No, it's just indicating that I haven't made any sort of concentrated effort at clearing my reading list or maintaining some sort of FIFO discipline on it. The Complete History of the World in Impeccable Engaging Detail tends to not do very well against a Warren Ellis comic book about shooting aliens wearing human skin suits in the head with flesh-eating bullets when picking random media to consume during idle time.

Comment author: Dahlen 28 September 2015 12:59:52AM *  2 points [-]

Does anyone have a recommendation for a comprehensive history textbook, covering ancient as well as modern history, and several geographical regions? Just something to teach me about major events and dates, wars, rulers & dynasties, interactions between civilisations, etc., without neglecting the non-geopolitical aspects of history. College-level, please. (A dumbed-down alternative to what I'm asking would be to start looking for my old high school textbooks, but obviously that wouldn't be very satisfactory.) Comprehensive accounts of single civilisations in a single period could work as well, but I'm looking for a book that is mainly didactic in purpose and with a broad subject matter.

Also: should I supplant whatever I'm studying with Wikipedia, so that I have the option of going in as much depth as I like? Or is it too unreliable even for basic learning purposes?

Comment author: Risto_Saarelma 28 September 2015 12:34:30PM *  1 point [-]

Can't recommend a book I've read, but I've had J.M. Roberts' The New Penguin History of the World on my reading list for a while now. It's more big picture than facts.

If you're after rulers, dates and the like, just diving into wikipedia, starting from high-level articles and taking your own notes might not be a terribly bad approach.

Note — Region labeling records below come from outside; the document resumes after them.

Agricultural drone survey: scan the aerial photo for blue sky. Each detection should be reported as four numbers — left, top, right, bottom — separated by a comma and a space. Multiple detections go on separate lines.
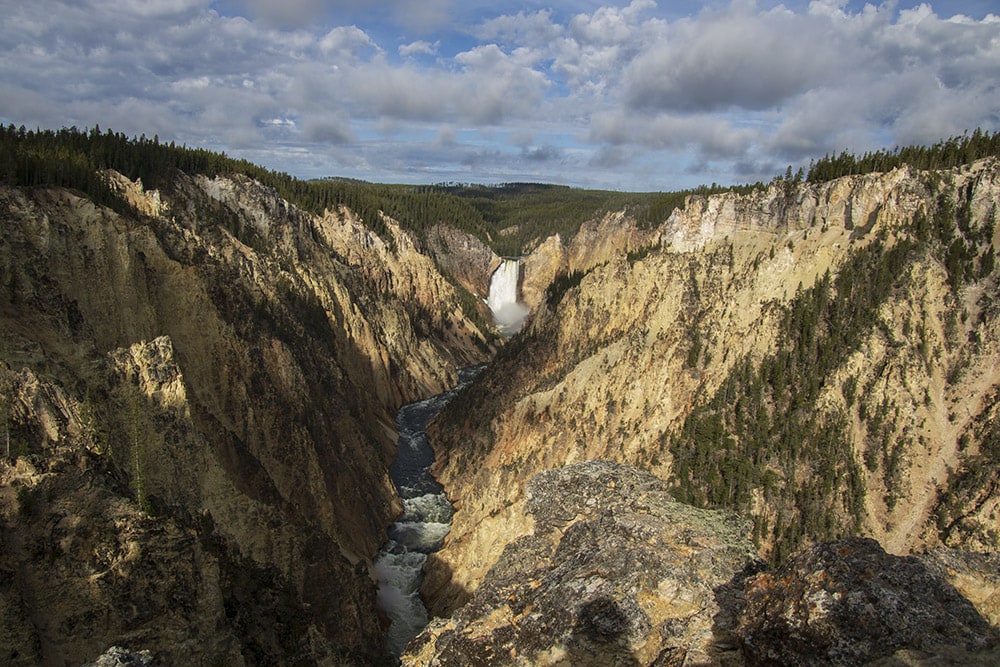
0, 0, 1000, 190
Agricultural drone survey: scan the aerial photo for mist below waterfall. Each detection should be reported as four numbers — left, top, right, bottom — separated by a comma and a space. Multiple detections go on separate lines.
486, 259, 529, 336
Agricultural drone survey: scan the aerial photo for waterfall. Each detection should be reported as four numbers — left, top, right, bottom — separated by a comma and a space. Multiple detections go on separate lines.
486, 258, 528, 336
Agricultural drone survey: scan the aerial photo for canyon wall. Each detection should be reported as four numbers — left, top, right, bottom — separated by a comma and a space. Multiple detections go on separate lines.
424, 160, 1000, 615
0, 174, 491, 665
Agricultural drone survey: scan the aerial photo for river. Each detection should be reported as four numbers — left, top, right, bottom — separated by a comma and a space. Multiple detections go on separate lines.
373, 366, 484, 658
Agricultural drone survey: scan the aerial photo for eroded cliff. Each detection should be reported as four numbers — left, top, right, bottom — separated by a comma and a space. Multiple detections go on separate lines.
403, 461, 1000, 667
0, 173, 489, 665
424, 160, 1000, 613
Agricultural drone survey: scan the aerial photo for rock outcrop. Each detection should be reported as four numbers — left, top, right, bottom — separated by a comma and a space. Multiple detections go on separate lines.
403, 461, 1000, 667
0, 174, 490, 665
424, 159, 1000, 614
403, 461, 756, 666
736, 538, 1000, 665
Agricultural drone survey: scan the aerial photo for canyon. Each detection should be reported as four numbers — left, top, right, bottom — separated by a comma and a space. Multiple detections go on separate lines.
0, 133, 1000, 665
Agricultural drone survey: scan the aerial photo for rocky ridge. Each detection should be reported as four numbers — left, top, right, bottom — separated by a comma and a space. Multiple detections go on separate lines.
403, 461, 1000, 667
424, 159, 1000, 615
0, 173, 490, 665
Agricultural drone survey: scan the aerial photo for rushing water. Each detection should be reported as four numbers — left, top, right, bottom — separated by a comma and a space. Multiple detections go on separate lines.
486, 257, 528, 337
373, 366, 483, 658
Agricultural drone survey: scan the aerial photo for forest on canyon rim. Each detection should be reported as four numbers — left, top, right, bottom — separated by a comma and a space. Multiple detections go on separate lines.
0, 126, 1000, 664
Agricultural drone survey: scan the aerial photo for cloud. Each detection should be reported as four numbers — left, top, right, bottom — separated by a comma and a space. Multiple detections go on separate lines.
319, 25, 381, 59
0, 0, 1000, 189
398, 40, 441, 58
246, 0, 325, 28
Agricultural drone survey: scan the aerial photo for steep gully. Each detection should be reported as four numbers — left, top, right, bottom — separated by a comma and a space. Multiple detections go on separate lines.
373, 258, 528, 658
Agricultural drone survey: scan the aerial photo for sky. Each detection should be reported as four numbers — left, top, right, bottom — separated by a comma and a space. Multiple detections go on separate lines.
0, 0, 1000, 191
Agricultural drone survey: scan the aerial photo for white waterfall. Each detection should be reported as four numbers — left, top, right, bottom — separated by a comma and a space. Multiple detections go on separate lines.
486, 258, 528, 336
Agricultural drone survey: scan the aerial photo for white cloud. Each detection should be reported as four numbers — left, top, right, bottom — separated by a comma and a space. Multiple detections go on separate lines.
0, 0, 1000, 189
399, 40, 441, 58
319, 25, 380, 58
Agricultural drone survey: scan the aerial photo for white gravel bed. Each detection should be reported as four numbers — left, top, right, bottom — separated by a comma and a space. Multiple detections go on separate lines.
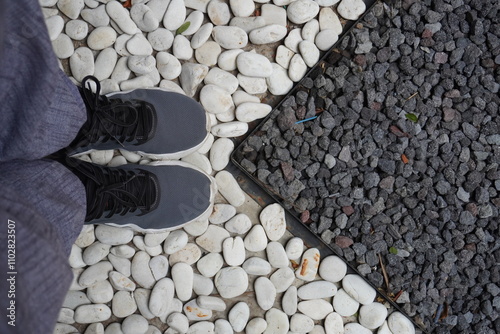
40, 0, 415, 334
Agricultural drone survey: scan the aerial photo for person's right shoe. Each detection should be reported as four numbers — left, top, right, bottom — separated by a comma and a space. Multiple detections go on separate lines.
66, 76, 210, 160
63, 158, 217, 233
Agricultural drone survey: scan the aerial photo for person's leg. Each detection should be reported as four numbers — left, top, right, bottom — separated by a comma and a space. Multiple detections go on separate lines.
0, 0, 87, 162
0, 160, 86, 333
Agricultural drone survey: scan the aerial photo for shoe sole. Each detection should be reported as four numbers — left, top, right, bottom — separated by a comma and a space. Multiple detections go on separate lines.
105, 161, 217, 233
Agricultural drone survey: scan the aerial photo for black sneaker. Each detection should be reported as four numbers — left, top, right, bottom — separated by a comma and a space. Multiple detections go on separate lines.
64, 158, 217, 233
66, 76, 210, 160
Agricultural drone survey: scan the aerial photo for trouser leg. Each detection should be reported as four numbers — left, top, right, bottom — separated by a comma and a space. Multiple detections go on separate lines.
0, 0, 86, 162
0, 160, 86, 333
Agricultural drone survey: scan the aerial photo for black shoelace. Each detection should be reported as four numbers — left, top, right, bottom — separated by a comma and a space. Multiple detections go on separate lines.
67, 158, 157, 222
74, 76, 153, 146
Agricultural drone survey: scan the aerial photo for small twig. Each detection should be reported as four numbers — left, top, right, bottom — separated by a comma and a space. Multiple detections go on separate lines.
378, 254, 389, 293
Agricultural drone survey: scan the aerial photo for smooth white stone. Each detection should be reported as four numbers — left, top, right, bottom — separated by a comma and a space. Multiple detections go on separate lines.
229, 16, 266, 34
45, 15, 64, 41
342, 274, 377, 305
297, 299, 333, 320
205, 64, 239, 94
281, 285, 298, 315
108, 254, 132, 277
94, 48, 118, 81
319, 7, 343, 35
179, 63, 208, 97
301, 19, 319, 42
295, 248, 320, 281
196, 225, 229, 253
163, 0, 186, 30
270, 267, 295, 293
92, 224, 134, 245
194, 41, 222, 66
217, 49, 244, 71
186, 321, 215, 334
184, 0, 210, 13
183, 219, 208, 237
87, 280, 113, 304
64, 20, 89, 41
193, 273, 214, 296
344, 322, 372, 334
245, 225, 267, 252
61, 290, 91, 310
248, 24, 288, 45
106, 1, 137, 35
181, 152, 212, 174
288, 54, 307, 82
387, 312, 415, 334
222, 237, 246, 266
323, 312, 344, 334
299, 40, 320, 67
224, 213, 252, 235
82, 241, 111, 266
236, 52, 273, 78
298, 281, 337, 300
81, 5, 109, 27
109, 245, 135, 259
146, 0, 170, 22
57, 307, 75, 324
241, 257, 271, 276
183, 299, 212, 321
254, 277, 276, 311
148, 278, 175, 317
208, 204, 236, 225
290, 313, 314, 333
319, 255, 347, 283
163, 230, 188, 254
333, 289, 359, 317
57, 0, 85, 20
134, 288, 156, 319
285, 237, 304, 260
148, 28, 174, 51
168, 243, 201, 266
212, 26, 248, 49
78, 261, 113, 288
171, 262, 193, 301
122, 314, 149, 334
286, 0, 319, 24
149, 255, 169, 281
266, 241, 289, 268
207, 0, 231, 26
156, 52, 182, 80
182, 10, 204, 36
75, 225, 95, 248
358, 303, 387, 329
109, 271, 136, 291
196, 296, 226, 312
68, 244, 87, 268
160, 80, 186, 95
337, 0, 366, 20
260, 4, 287, 27
131, 251, 156, 289
264, 308, 290, 334
130, 3, 160, 32
127, 34, 153, 56
214, 267, 248, 298
69, 46, 94, 82
75, 304, 111, 324
167, 312, 189, 333
237, 73, 267, 94
245, 318, 267, 334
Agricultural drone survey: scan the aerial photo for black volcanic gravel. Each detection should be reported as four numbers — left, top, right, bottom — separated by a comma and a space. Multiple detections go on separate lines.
237, 0, 500, 334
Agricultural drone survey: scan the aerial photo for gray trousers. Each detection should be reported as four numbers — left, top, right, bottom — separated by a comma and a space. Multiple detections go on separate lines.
0, 0, 86, 333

Comment author: Viliam 16 September 2015 08:29:20AM 1 point [-]

We could also stalk Eliezer on FB and repost his interesting comments on LW. Preferably asking his permission first.

Comment author: Risto_Saarelma 17 September 2015 01:38:45PM 0 points [-]

I'd be happy if there was a RSS feed of his publicly visible FB posts.

Comment author: ArisKatsaris 01 September 2015 10:43:21PM 1 point [-]

Other Media Thread

Comment author: Risto_Saarelma 06 September 2015 08:43:40AM 4 points [-]

Stand Still, Stay Silent, a webcomic about a post-apocalyptic Northern Europe with very nice art.